Abstract

Three simulation studies were conducted in order to compare the accuracy of two algorithms for estimating missing observations in time series data. Each study was designed to test the algorithms under conditions which are likely to occur in applied behavioral research: (1) Study 1 examined the effects of model misspecification on the accuracy of estimation; (2) Study 2 examined the effects of systematically missing data (versus randomly missing data) on estimation accuracy; (3) and Study 3 explored the accuracy of the algorithms under conditions of nonnormality in the data series. The two algorithms, the EM (Estimation Maximization) Algorithm and the Jones (1980) Maximum Likelihood Algorithm are compared using simulated time series with positive and negative autocorrelation, four different underlying ARIMA models, normal and lognormal distributions, and 0, 20, or 40% of data eliminated from the series.
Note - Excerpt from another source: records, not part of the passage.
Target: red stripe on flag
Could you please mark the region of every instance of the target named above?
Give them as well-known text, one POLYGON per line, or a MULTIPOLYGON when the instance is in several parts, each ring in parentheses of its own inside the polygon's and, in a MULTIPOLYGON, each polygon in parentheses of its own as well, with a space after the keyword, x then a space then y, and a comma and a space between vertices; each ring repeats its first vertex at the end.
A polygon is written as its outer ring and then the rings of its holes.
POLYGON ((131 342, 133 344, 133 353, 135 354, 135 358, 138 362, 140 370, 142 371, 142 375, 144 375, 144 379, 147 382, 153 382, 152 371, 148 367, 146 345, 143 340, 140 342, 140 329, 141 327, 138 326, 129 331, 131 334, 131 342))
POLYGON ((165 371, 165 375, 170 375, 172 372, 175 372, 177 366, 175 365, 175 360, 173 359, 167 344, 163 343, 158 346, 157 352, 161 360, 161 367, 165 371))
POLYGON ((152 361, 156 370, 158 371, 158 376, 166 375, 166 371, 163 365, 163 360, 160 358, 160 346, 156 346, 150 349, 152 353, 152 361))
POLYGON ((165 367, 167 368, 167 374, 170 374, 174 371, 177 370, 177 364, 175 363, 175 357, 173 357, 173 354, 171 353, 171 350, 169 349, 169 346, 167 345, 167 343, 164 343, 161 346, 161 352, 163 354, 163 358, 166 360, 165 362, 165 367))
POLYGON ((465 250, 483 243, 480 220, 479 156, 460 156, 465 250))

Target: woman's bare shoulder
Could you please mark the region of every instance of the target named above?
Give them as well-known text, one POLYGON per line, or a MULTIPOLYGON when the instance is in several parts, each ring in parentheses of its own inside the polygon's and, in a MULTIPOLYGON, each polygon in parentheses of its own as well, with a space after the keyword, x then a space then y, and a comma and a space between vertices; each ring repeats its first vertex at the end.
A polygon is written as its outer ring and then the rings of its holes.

Major findings are: (1) The EM Algorithm (as currently implemented in the EMCOV2.3 program by Graham, 1995) is inaccurate under virtually all conditions tested for estimating time series data; (2) model misspecification caused only minimal problems for ML estimation; (3) systematic missing data patterns led to slightly inaccurate autocorrelation estimates, but other time series parameters could be estimated accurately when ML was used to replace missing data; and (4) neither EM nor ML performed worse under conditions of nonnormality than under conditions of normally distributed data. Findings from research on time series should also generalize to other statistical models which involve repeated measures on one or a group of individuals or units. Recommendations are made for future research in this area.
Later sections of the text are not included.